Supremum of $(-\sqrt{2},\sqrt{2})\cap \mathbb{Q}$

Question

Let $S:=(-\sqrt{2},\sqrt{2})\cap \mathbb{Q}$. It is clear that $\sup(S) = \sqrt{2}$, but I don't know how to prove this.

Suppose that $\sup(S)<\sqrt{2}$, then $\forall a\in S$ and $\forall\varepsilon>0$, $\sup(S)-\varepsilon<a\le\sup(S)<\sqrt{2}$. But what to do from this point on?

Answer 1

It is easy to see that $\sqrt{2}$ is an upper bound of $S$.

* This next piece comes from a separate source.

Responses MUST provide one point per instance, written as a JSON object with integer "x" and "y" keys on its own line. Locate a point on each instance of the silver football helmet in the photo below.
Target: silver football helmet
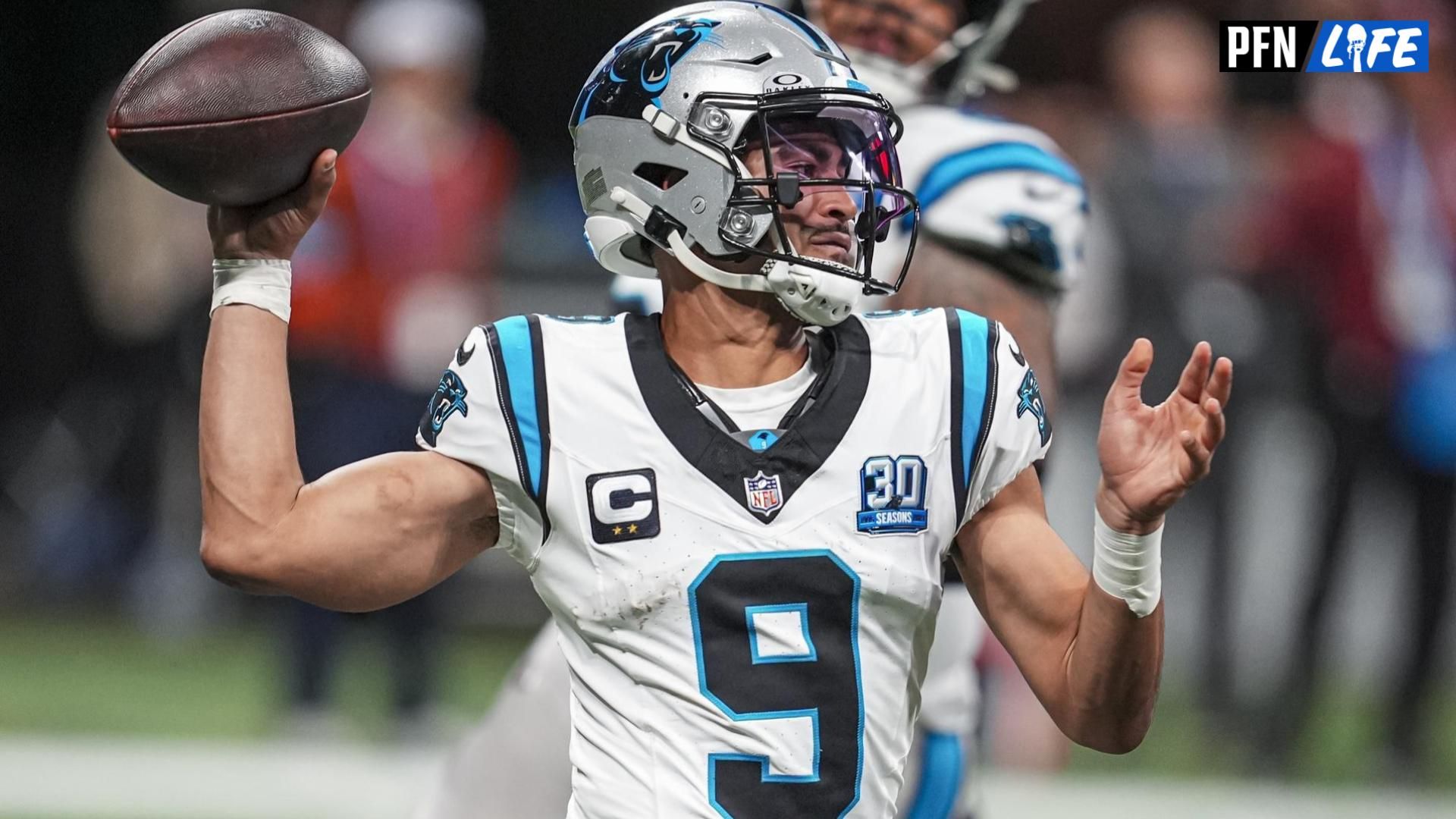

Now use the fact that $\mathbb{Q}$ is dense in $\mathbb{R}$, one can show that $\sqrt{2}$ must be the least upper bound of $S$ also:

To show that $\sqrt{2}$ is the least upper bound of $S$, suppose otherwise there exists $s<\sqrt{2}$ as an upper bound of $S$. By the density of $\mathbb{Q}$, there exists $r\in S$ such that $s<r<\sqrt{2}$, which is a contradiction.

Answer 2

Since it is obvious that $x<\sqrt 2$ for all $x$ in the interval, and it is easy to construct a sequence in the interval which converges to $\sqrt 2$ (namely, its truncated decimal expansión), we have the result.